TopicClassifier-NoURL
Property | Value |
---|---|
Base Model | gte-base-en-v1.5 |
Parameters | 140M |
Training Data | 1M + 100K annotated documents |
Paper | arXiv:2502.10341 |
What is TopicClassifier-NoURL?
TopicClassifier-NoURL is a specialized model designed to categorize web content into 24 distinct topics without relying on URL information. Built on the gte-base-en-v1.5 architecture, it has been fine-tuned on a large dataset of documents annotated by advanced language models Llama-3.1-8B and Llama-3.1-405B-FP8.
Implementation Details
The model employs a two-stage training process: first using 1M documents annotated by Llama-3.1-8B, followed by refinement with 100K documents annotated by Llama-3.1-405B-FP8. It uses efficient attention mechanisms and supports unpadded inputs for optimized performance.

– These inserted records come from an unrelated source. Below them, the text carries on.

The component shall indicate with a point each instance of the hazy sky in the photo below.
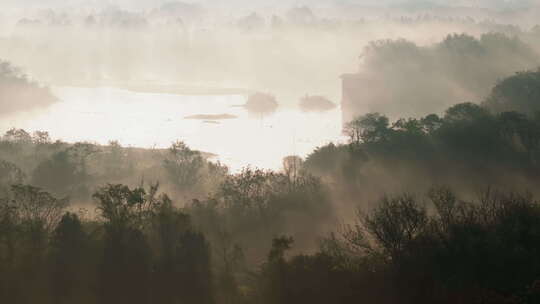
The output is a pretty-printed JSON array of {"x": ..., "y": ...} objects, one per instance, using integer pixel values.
[{"x": 154, "y": 3}]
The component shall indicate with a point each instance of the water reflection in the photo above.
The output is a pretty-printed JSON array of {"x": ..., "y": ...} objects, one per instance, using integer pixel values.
[{"x": 155, "y": 120}]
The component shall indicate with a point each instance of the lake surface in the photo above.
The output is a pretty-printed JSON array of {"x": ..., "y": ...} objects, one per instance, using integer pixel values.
[{"x": 156, "y": 120}]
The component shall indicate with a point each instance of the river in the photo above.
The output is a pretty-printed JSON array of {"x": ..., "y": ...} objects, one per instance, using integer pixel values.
[{"x": 148, "y": 120}]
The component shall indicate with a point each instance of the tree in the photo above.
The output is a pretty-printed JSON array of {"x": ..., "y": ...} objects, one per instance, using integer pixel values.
[
  {"x": 183, "y": 165},
  {"x": 520, "y": 93},
  {"x": 69, "y": 246},
  {"x": 370, "y": 128},
  {"x": 126, "y": 265}
]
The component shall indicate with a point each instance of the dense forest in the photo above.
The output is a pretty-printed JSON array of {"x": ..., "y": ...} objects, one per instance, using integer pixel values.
[{"x": 436, "y": 209}]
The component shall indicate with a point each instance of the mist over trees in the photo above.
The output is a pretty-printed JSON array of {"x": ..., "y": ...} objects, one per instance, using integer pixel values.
[
  {"x": 430, "y": 195},
  {"x": 18, "y": 92}
]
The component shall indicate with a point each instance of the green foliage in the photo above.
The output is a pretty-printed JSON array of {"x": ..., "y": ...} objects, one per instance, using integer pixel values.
[{"x": 520, "y": 93}]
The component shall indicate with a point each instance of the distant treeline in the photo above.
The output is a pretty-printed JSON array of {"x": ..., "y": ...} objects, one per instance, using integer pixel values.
[{"x": 450, "y": 220}]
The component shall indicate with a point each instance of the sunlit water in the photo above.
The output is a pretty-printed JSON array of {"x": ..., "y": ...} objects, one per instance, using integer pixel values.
[{"x": 156, "y": 120}]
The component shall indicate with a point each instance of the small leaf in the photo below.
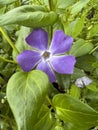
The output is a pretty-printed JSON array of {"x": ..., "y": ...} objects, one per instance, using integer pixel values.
[
  {"x": 78, "y": 26},
  {"x": 78, "y": 6},
  {"x": 5, "y": 2},
  {"x": 28, "y": 15},
  {"x": 83, "y": 48},
  {"x": 93, "y": 31},
  {"x": 26, "y": 93},
  {"x": 74, "y": 111}
]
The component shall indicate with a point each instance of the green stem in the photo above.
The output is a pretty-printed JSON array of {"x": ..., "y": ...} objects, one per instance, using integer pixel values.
[
  {"x": 93, "y": 49},
  {"x": 8, "y": 40},
  {"x": 50, "y": 4},
  {"x": 6, "y": 60}
]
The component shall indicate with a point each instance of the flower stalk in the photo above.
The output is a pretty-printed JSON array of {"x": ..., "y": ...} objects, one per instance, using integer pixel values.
[{"x": 8, "y": 40}]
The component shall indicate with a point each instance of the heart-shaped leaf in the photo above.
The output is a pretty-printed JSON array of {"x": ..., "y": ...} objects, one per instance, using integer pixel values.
[
  {"x": 26, "y": 93},
  {"x": 72, "y": 110}
]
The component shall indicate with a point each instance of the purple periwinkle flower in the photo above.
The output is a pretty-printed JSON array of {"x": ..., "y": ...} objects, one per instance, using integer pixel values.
[{"x": 47, "y": 59}]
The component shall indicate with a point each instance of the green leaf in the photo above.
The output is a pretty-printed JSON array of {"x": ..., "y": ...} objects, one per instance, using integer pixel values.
[
  {"x": 45, "y": 119},
  {"x": 93, "y": 31},
  {"x": 75, "y": 91},
  {"x": 78, "y": 6},
  {"x": 21, "y": 43},
  {"x": 72, "y": 110},
  {"x": 63, "y": 80},
  {"x": 62, "y": 4},
  {"x": 77, "y": 28},
  {"x": 28, "y": 15},
  {"x": 83, "y": 48},
  {"x": 26, "y": 93},
  {"x": 5, "y": 2}
]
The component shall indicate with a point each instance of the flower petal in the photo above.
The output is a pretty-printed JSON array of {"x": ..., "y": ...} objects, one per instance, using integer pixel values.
[
  {"x": 63, "y": 64},
  {"x": 45, "y": 67},
  {"x": 28, "y": 59},
  {"x": 38, "y": 39},
  {"x": 61, "y": 43}
]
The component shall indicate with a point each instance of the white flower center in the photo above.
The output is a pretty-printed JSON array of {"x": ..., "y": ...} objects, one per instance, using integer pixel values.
[{"x": 46, "y": 55}]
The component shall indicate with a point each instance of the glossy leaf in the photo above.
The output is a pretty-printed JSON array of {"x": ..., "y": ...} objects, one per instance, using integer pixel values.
[
  {"x": 5, "y": 2},
  {"x": 21, "y": 43},
  {"x": 76, "y": 30},
  {"x": 45, "y": 119},
  {"x": 75, "y": 91},
  {"x": 25, "y": 94},
  {"x": 74, "y": 111},
  {"x": 63, "y": 80},
  {"x": 62, "y": 4},
  {"x": 28, "y": 15},
  {"x": 78, "y": 6},
  {"x": 93, "y": 31},
  {"x": 83, "y": 48}
]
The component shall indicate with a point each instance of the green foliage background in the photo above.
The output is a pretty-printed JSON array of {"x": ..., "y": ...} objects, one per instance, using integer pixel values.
[{"x": 28, "y": 101}]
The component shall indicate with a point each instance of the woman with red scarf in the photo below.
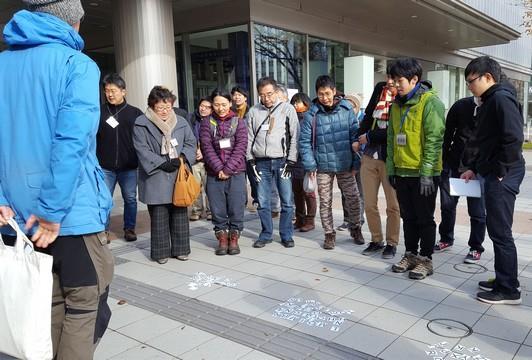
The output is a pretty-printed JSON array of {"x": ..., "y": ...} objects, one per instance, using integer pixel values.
[
  {"x": 224, "y": 140},
  {"x": 372, "y": 143}
]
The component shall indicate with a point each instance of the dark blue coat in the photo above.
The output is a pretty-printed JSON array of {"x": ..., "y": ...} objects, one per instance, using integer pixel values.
[{"x": 336, "y": 130}]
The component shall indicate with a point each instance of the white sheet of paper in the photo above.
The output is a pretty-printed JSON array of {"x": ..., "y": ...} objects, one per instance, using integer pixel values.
[{"x": 459, "y": 187}]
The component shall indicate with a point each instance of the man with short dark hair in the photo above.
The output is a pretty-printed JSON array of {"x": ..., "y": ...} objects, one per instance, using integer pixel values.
[
  {"x": 115, "y": 150},
  {"x": 327, "y": 132},
  {"x": 413, "y": 162},
  {"x": 50, "y": 179},
  {"x": 273, "y": 132},
  {"x": 500, "y": 165}
]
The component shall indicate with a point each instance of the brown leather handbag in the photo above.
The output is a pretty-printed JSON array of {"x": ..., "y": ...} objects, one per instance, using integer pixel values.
[{"x": 186, "y": 189}]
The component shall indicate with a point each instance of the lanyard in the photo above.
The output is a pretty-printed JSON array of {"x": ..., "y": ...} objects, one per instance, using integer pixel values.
[{"x": 403, "y": 118}]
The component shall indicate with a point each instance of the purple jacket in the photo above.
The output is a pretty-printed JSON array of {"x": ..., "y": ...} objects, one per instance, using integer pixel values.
[{"x": 231, "y": 160}]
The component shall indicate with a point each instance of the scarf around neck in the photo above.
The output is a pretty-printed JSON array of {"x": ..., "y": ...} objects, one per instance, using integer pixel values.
[{"x": 166, "y": 127}]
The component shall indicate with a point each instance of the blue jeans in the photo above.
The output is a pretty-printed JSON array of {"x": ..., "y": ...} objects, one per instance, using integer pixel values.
[
  {"x": 127, "y": 180},
  {"x": 475, "y": 208},
  {"x": 270, "y": 172},
  {"x": 227, "y": 199},
  {"x": 500, "y": 203}
]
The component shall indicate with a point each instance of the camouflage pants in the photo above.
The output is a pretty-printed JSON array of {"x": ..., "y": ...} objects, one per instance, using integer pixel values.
[{"x": 348, "y": 187}]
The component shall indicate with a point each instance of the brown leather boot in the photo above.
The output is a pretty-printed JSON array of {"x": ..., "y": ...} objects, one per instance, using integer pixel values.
[
  {"x": 234, "y": 249},
  {"x": 330, "y": 241},
  {"x": 300, "y": 222},
  {"x": 309, "y": 224},
  {"x": 223, "y": 240}
]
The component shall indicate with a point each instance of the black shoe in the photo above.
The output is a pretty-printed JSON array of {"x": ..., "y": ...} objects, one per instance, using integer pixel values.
[
  {"x": 288, "y": 243},
  {"x": 497, "y": 297},
  {"x": 373, "y": 247},
  {"x": 489, "y": 285},
  {"x": 389, "y": 252},
  {"x": 261, "y": 243}
]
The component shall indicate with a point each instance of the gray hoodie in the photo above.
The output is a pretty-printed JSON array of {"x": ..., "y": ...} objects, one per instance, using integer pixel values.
[{"x": 267, "y": 136}]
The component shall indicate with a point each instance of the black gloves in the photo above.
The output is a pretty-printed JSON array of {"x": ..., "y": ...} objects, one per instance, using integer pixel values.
[{"x": 426, "y": 185}]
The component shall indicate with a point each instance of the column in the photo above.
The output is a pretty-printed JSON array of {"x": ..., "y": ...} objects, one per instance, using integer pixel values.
[
  {"x": 143, "y": 33},
  {"x": 359, "y": 76}
]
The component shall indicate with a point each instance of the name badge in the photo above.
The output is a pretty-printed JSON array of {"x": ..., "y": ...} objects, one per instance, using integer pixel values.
[
  {"x": 225, "y": 143},
  {"x": 111, "y": 121},
  {"x": 401, "y": 139}
]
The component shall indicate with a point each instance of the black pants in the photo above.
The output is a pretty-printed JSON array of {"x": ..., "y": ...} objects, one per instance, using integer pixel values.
[
  {"x": 417, "y": 212},
  {"x": 500, "y": 202},
  {"x": 475, "y": 208}
]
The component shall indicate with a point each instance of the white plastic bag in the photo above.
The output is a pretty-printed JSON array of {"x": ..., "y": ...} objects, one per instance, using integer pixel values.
[
  {"x": 309, "y": 185},
  {"x": 25, "y": 300}
]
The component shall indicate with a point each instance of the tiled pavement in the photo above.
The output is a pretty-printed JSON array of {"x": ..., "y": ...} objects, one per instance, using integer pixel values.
[{"x": 390, "y": 313}]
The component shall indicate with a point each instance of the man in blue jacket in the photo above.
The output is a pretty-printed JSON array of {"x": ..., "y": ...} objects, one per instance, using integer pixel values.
[
  {"x": 327, "y": 132},
  {"x": 50, "y": 180}
]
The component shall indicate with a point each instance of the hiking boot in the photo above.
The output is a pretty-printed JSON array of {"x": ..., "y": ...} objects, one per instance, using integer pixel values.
[
  {"x": 408, "y": 262},
  {"x": 490, "y": 285},
  {"x": 357, "y": 236},
  {"x": 261, "y": 243},
  {"x": 343, "y": 227},
  {"x": 373, "y": 247},
  {"x": 129, "y": 235},
  {"x": 233, "y": 249},
  {"x": 330, "y": 240},
  {"x": 309, "y": 225},
  {"x": 442, "y": 246},
  {"x": 422, "y": 270},
  {"x": 496, "y": 297},
  {"x": 472, "y": 257},
  {"x": 300, "y": 221},
  {"x": 389, "y": 252},
  {"x": 223, "y": 242}
]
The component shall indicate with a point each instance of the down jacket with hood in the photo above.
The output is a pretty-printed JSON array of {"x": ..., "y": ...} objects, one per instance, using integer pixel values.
[
  {"x": 326, "y": 136},
  {"x": 49, "y": 96}
]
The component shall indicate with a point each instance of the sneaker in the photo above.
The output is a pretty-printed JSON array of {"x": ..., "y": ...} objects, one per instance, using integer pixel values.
[
  {"x": 422, "y": 270},
  {"x": 288, "y": 243},
  {"x": 373, "y": 247},
  {"x": 408, "y": 262},
  {"x": 261, "y": 243},
  {"x": 442, "y": 246},
  {"x": 490, "y": 284},
  {"x": 343, "y": 227},
  {"x": 472, "y": 257},
  {"x": 129, "y": 235},
  {"x": 389, "y": 252},
  {"x": 497, "y": 297},
  {"x": 194, "y": 217}
]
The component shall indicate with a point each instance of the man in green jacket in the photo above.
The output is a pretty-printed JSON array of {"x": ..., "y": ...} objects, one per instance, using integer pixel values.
[{"x": 414, "y": 163}]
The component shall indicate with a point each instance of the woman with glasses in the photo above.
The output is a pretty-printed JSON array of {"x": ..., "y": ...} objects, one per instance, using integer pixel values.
[
  {"x": 224, "y": 141},
  {"x": 161, "y": 138}
]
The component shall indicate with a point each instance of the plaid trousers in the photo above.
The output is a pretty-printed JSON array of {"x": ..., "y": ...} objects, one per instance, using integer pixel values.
[
  {"x": 348, "y": 187},
  {"x": 170, "y": 235}
]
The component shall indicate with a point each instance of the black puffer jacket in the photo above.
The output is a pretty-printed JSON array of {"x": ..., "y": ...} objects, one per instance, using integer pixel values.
[{"x": 114, "y": 147}]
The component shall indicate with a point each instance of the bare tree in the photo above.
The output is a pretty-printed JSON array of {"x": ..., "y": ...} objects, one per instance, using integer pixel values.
[{"x": 281, "y": 50}]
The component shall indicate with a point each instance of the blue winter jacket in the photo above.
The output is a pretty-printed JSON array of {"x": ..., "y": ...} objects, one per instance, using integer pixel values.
[
  {"x": 49, "y": 101},
  {"x": 335, "y": 132}
]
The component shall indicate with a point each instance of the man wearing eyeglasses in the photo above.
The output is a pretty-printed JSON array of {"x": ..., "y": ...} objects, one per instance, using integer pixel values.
[
  {"x": 273, "y": 132},
  {"x": 500, "y": 165},
  {"x": 115, "y": 150}
]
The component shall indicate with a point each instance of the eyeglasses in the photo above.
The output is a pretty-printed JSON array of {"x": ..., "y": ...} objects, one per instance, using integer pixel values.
[
  {"x": 469, "y": 82},
  {"x": 162, "y": 108},
  {"x": 267, "y": 95}
]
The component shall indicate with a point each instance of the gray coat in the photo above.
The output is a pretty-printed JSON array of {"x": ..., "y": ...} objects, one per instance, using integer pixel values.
[{"x": 155, "y": 185}]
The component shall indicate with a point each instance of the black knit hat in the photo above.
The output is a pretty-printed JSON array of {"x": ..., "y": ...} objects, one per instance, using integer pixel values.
[
  {"x": 240, "y": 90},
  {"x": 70, "y": 11}
]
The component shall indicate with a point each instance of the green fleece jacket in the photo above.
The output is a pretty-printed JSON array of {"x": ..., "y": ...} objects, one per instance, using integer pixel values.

- Built on gte-base-en-v1.5 architecture
- Supports bfloat16 for efficient inference
- Compatible with xformers for memory-efficient attention
- Implements sequence classification with softmax probability distribution
Core Capabilities
- Classifies content into 24 diverse categories including Tech, Business, Health, etc.
- Processes raw text without URL dependencies
- Provides probability distributions across all categories
- Supports efficient batch processing
- Optimized for production environments with memory-efficient options
Frequently Asked Questions
Q: What makes this model unique?
The model's ability to classify content without URL information, combined with its efficient architecture and comprehensive category coverage, makes it particularly valuable for content organization tasks. The two-stage training process with high-quality Llama annotations ensures robust performance.
Q: What are the recommended use cases?
The model is ideal for content organization systems, recommendation engines, content filtering, and automated content categorization pipelines. It's particularly useful in scenarios where URL information is unavailable or unreliable.